I first heard the term used in the book, Molecules of Emotion by Candace Pert, over ten years ago but it wasn’t until several years later during a really stressful period that I heard it again. It was during therapy for Post Natal Depression that my therapist asked me ‘What’s in your self care routine?’ and I thought, ah there’s that term again.

I was working with clients as a personal trainer but being trained in psychology, this was also part of how I was helping people. I realised that with self care unless you remove the barriers for people self care doesn’t happen. You needed to figure out what are the blocks that need to go before they can realistically make the change.

It’s amazing how powerful movement is for moving through emotion and dealing with emotions. It’s incredible to teach someone that if you stand tall you feel a sense of courage. It’s only through using the body that you can access the emotional brain and because the emotional brain hijacks the logical brain, you need to you the body to reset physiology.

Where would you recommend someone start if they want to start practicing self-care?

There are a couple of key things:

One, is to be clear on what it is. It’s hard to commit to something wishy washy. I use the mantra Self Care is Health Care. It’s about nourishing the head, heart and body. In our culture we don’t feel selfish brushing our teeth, or going to the gym but when it comes to emotional and metal health we really need to break the stigma.

If there is that guilt there and you aren’t doing it for you, do it for the people who depend on you. Ultimately self care makes your feel good right now but also takes care of the future you. It tends to the person you are becoming. It’s got to be for the you of tomorrow morning and in a month’s time.

Number two, is asking yourself what does self-care facilitate in your life? What is your personal why? How is your self-care practice helping you be the person you want to be. I suggest that people describe themselves when they feel energetically topped up. How does that effect your quality of mind, how you behave and how that effects you and others. Also describe yourself when you are energetically depleted.

Self-care allows us to step up and be the kind of person we want to be.

Thirdly, I think it’s about knowledge and understanding the barriers we have. The main barriers people perceive is not having enough time, enough energy, or enough funds.

People need a broad toolkit and tiny practices that they can turn to. It isn’t always an activity either, sometimes it’s the lens through which you see life. It’s not just rituals but also developing core skills, such as curiosity, compassion and creativity. Often it’s just about enjoying life’s blessings.

What’s your favourite way to spend a slow day with no plans?

Nature always features in days like these, lots of time outside, probably because of my Australian roots. Doesn’t matter what the weather is, if it’s raining we’ll get togged up but nature is definitely a form of therapy. The main thing is being together, not necessarily doing the same thing. You don’t all necessarily want to do the same activity but just to go with the flow and be in the same space doing separate things.

I also love to make time for a bit of yoga, even a single pose.

What simple moments will you always remember?

Moments of connection. My Dad passed away a few years ago and I have a few flashbulb moments I recall; going for walks on the headland where I spent my childhood, things like that. Moments sitting in the garden with my Mum when she visits. With the kids it’s the cuddles, the touch, being together. Simplicity comes from being aligned with your values, being in the moment and shared experience.

Any go to tips for feeling organised?

I’m a Virgo, so I’m very fastidious. I’m a big fan of list and I make sure I have diary where everything is written down, so I won’t forget about it. It really helps with having clarity on the things that are necessary.  I also think it’s important to be anchored in the body and to be feeling at peace. How we breathe and hold ourselves matters too. If you breathe better, you feel better.
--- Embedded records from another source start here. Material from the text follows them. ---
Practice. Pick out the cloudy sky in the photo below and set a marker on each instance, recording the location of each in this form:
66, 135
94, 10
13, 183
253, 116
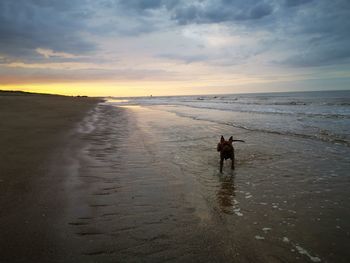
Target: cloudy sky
169, 47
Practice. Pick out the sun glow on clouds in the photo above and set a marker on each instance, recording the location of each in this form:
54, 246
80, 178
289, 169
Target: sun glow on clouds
47, 53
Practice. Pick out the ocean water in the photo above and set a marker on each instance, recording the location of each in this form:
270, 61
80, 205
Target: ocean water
319, 115
150, 184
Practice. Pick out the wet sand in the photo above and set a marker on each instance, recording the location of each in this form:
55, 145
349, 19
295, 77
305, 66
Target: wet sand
137, 184
33, 134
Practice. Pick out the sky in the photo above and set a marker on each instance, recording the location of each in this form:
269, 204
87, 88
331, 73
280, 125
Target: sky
174, 47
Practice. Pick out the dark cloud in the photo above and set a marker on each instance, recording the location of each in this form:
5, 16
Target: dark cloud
309, 33
297, 2
320, 35
28, 24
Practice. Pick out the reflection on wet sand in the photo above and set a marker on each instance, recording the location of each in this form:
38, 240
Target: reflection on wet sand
226, 193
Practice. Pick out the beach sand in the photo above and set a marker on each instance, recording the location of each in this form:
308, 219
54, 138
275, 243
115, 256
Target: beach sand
33, 132
140, 184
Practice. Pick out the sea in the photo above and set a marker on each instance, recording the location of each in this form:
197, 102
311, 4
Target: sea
287, 200
318, 115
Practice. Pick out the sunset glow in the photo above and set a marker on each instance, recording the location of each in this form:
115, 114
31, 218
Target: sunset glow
138, 48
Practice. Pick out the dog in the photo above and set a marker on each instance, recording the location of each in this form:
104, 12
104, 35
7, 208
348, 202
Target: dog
227, 151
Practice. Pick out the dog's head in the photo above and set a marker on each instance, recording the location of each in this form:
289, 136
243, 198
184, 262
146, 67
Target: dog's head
223, 144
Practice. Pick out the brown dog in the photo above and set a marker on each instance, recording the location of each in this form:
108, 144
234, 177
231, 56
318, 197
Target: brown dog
227, 151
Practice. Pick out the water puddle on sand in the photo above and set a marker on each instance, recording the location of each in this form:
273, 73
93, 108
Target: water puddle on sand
159, 187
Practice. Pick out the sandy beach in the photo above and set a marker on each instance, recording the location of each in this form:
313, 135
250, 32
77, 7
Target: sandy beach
88, 182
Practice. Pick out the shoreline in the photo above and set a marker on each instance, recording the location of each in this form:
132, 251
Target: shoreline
140, 183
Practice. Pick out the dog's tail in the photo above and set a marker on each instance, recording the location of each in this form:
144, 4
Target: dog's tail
238, 141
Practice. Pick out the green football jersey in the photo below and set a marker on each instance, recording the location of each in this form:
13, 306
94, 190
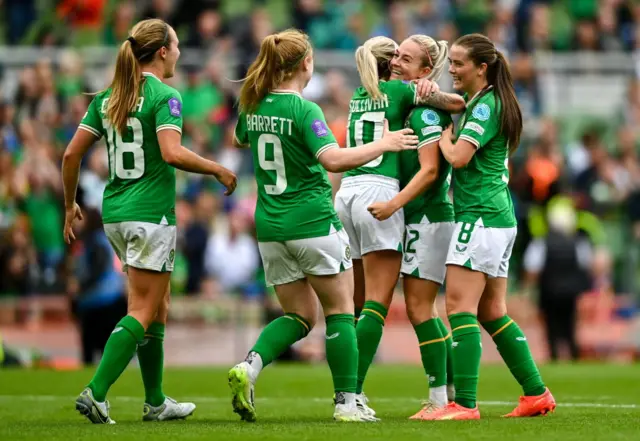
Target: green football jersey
142, 186
366, 123
481, 193
434, 204
287, 134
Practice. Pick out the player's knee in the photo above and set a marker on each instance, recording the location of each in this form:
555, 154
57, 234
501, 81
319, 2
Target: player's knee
492, 310
419, 310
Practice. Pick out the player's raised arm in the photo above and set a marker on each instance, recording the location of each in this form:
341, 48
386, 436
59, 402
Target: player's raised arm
89, 131
340, 160
428, 155
169, 131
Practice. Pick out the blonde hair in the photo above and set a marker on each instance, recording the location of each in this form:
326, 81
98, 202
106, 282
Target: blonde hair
279, 58
435, 54
372, 61
147, 37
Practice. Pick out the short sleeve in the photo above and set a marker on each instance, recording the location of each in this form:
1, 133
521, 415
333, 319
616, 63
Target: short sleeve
168, 112
92, 121
240, 133
481, 125
428, 125
316, 134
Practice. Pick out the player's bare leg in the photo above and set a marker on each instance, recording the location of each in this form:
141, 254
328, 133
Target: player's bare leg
420, 297
514, 349
147, 290
464, 289
336, 296
300, 304
157, 406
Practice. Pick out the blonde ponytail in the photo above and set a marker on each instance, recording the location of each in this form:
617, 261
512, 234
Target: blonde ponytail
124, 87
435, 54
147, 37
372, 62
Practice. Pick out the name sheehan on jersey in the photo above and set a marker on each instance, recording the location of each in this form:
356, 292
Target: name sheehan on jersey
368, 104
273, 124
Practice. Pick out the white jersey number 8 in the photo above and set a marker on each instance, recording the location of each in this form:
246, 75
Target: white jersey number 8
116, 149
277, 163
377, 119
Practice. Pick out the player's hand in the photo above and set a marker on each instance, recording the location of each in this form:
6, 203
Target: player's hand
227, 178
448, 132
382, 210
70, 215
400, 139
426, 87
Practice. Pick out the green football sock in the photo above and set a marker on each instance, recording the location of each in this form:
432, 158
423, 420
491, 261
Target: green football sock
356, 316
278, 335
117, 354
342, 352
448, 341
514, 349
466, 357
369, 332
433, 352
151, 359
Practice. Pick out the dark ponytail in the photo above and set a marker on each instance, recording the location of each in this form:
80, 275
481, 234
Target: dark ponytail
481, 50
499, 76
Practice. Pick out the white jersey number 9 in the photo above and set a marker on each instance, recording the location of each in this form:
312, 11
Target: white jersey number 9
116, 149
276, 164
375, 118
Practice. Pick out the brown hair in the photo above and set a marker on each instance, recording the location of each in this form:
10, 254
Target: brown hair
482, 50
372, 61
279, 58
435, 54
147, 37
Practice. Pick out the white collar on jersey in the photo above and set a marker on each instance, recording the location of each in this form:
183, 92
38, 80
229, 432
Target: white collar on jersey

I can have ducks lined but if I’m not breathing well I can still feel agitated.

What simple meal is always a winner?

Toasted sourdough with avocado and scrambled egg.

What’s your favourite way to unwind at the end of the day?
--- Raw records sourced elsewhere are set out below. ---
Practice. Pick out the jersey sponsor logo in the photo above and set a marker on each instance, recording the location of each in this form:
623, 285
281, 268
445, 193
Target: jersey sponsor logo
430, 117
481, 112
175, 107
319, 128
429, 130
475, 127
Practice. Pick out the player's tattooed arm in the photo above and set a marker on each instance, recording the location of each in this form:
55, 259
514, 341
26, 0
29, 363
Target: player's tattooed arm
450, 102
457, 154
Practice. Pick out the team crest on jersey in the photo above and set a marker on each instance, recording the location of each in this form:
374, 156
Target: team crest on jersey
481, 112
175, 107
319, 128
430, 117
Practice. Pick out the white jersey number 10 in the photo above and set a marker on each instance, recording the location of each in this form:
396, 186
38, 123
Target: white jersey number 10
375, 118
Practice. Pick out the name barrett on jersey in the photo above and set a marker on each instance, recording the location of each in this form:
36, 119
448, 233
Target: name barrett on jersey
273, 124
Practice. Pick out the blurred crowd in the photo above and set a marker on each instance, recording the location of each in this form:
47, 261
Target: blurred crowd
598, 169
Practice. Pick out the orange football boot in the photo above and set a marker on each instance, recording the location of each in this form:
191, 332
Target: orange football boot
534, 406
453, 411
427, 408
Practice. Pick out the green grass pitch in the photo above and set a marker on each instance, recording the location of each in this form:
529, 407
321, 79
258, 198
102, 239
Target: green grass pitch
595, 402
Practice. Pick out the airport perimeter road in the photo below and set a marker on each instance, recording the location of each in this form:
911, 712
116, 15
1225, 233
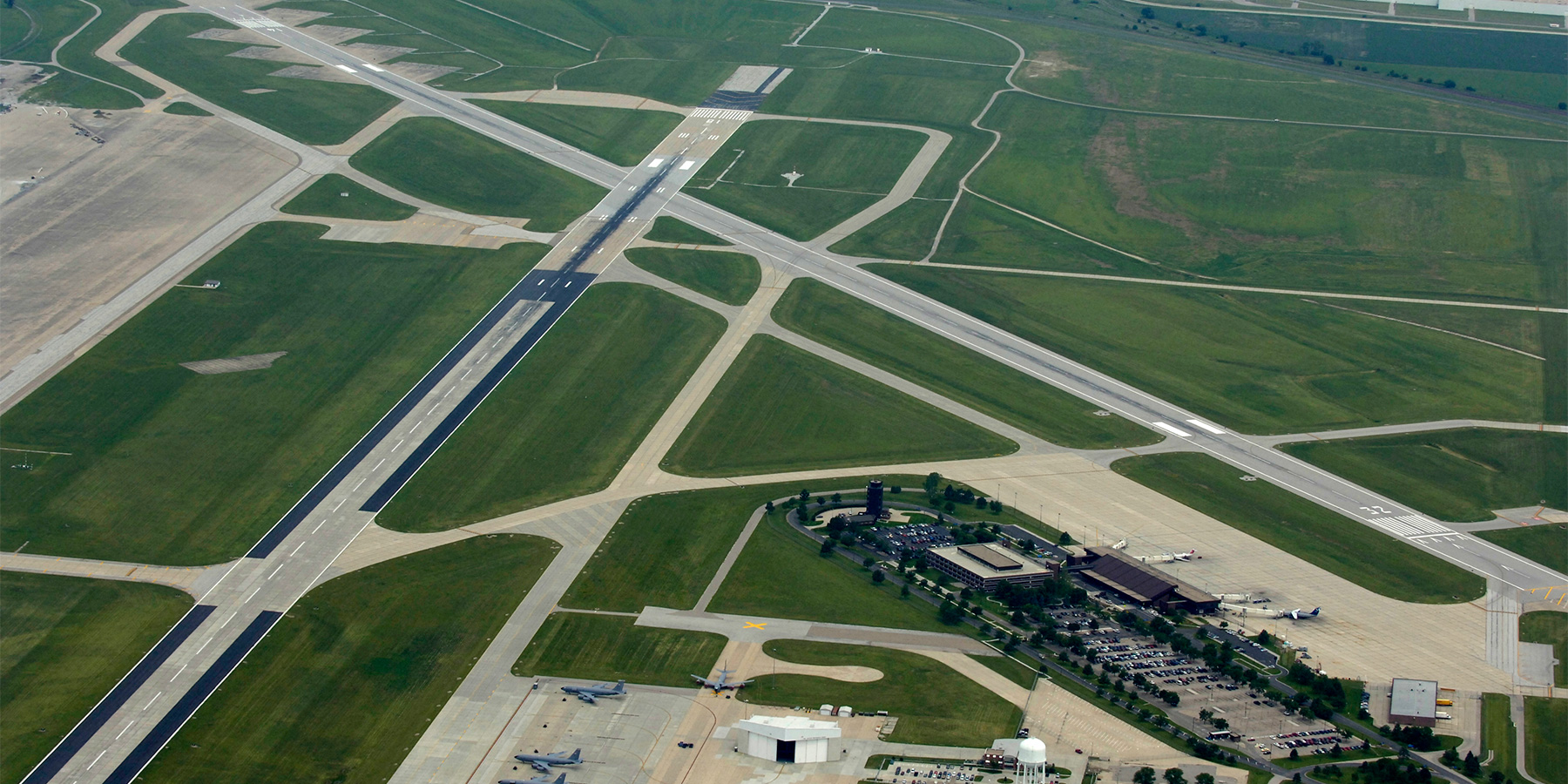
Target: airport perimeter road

Scent and touch, movement and breath are all a part of the mix for me to unwind.

I might do a yoga pose of two. Massage in body lotion that has a calming, soothing scent. I find that most calming rituals use multiple senses. Movement is so key for releasing physical tension.

What does simplicity mean to you?

It is alignment living in congruence with values. Peace, ease, being clear on your values that’s what life feels when it’s simple.